The increasingly widespread practices of the collaborative economy, such as sharing cars in cities, require flexible insurance that allows users to get intermittent, on-demand cover, only when they want it
“Why go through the hassle of buying a car when you only want to drive?”. This very simple question is the advertising slogan of Share Now, the joint venture between car2go and Drive Now, which has 850 electric cars in Madrid (and another 2,000 in Paris, Amsterdam and Stuttgart) available to anyone wanting to book them through the mobile app.
This is commercial car sharing: vehicles parked on the street, pay per minute and short journeys, and urbanites from all over Europe are already familiar with it.
In Madrid, three others are added to Share Now – Emov, Zity and Wible– that, contrary to what is happening with urban development, are extending their use beyond the city. The greater autonomy of batteries enables it, and prices are truly competitive.
Ride sharing also tends to be referred to as car sharing. It is the practice of sharing a trip with other users in one individual’s car – through platforms like Blablacar – but the urban commercial model is the one that has been most prolific in recent years, and it is a trend that is continuing to grow.
According to a survey on mobility in the future by Europcar Mobility Group Spain, 70% of drivers in Spain believe that letting go of their private car and opting instead for shared use is a valid alternative.
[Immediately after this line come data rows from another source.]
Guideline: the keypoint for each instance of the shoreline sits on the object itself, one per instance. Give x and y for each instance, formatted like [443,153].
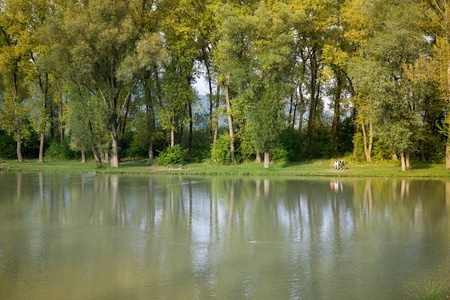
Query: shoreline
[313,168]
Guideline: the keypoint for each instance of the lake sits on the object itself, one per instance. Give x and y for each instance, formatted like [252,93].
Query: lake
[88,236]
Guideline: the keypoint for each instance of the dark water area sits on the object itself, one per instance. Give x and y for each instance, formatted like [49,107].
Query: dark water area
[87,236]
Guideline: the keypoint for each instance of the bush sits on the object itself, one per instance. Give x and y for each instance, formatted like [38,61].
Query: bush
[359,144]
[59,151]
[171,156]
[221,150]
[8,146]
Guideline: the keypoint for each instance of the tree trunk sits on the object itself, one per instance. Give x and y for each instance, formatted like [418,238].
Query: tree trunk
[407,165]
[98,160]
[115,148]
[402,157]
[191,128]
[172,137]
[230,123]
[19,151]
[394,156]
[447,154]
[258,157]
[312,108]
[151,155]
[336,116]
[95,151]
[266,160]
[61,126]
[41,147]
[367,144]
[83,156]
[216,118]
Increasing environmental awareness, the possibility of driving and parking without restrictions in big cities and the savings (on petrol, insurance and maintenance costs) are compelling reasons that are convincing more and more drivers, especially those in urban settings.
As well as cars there are motorbikes, bicycles and scooters. The technology for the collaborative economy has, in recent years, led to a paradigm shift in urban mobility, just like what happened in the past with holiday accommodation.
As there ought to be no driver or car without insurance, insurers have been faced with the need to provide a rapid response to these new trends in driving.
On the one hand, they must cover the operators who own the vehicles, who require drivers to pay up to €500 in the event of an accident that was their fault. On the other hand, they need to cover the drivers that will make car sharing their main means of getting around. And it is here that the challenge of customisation arises – “pay per use” policies, also known as “on-demand cover”. In other words, people will have the freedom to insure themselves for shorter periods of time when they want to and where they need it, and not pay the premiums when not required.
Some startups are already on the trail of on-demand cover, either devising their own services or providing technological solutions to the big insurers. In Spain we are already seeing specific insurance for frequent car share drivers with premiums of €30-€70 per year depending on whether they just drive cars or motorbikes as well, and whether they have accident cover or not. But flexible premiums, dependent on use and quality of use, are an issue that has yet to be resolved.
The collaborative economy in general and car sharing in particular require formulae that will convince users and technology that supports them, so it is a field full of opportunities for insurtech entrepreneurship. Especially to give service, agility and versatility to large insurance companies, which, in turn, are partnering with platforms and operators of shared services.
It is also a breeding ground for agents and brokers who will connect insurtech startups with the large insurance companies. The executive director of the British Insurance Brokers’ Association, Graeme Trudgill, believes that these agents are the main mechanism for the development of the collaborative economy. The first ones off the mark will enjoy a competitive advantage over others.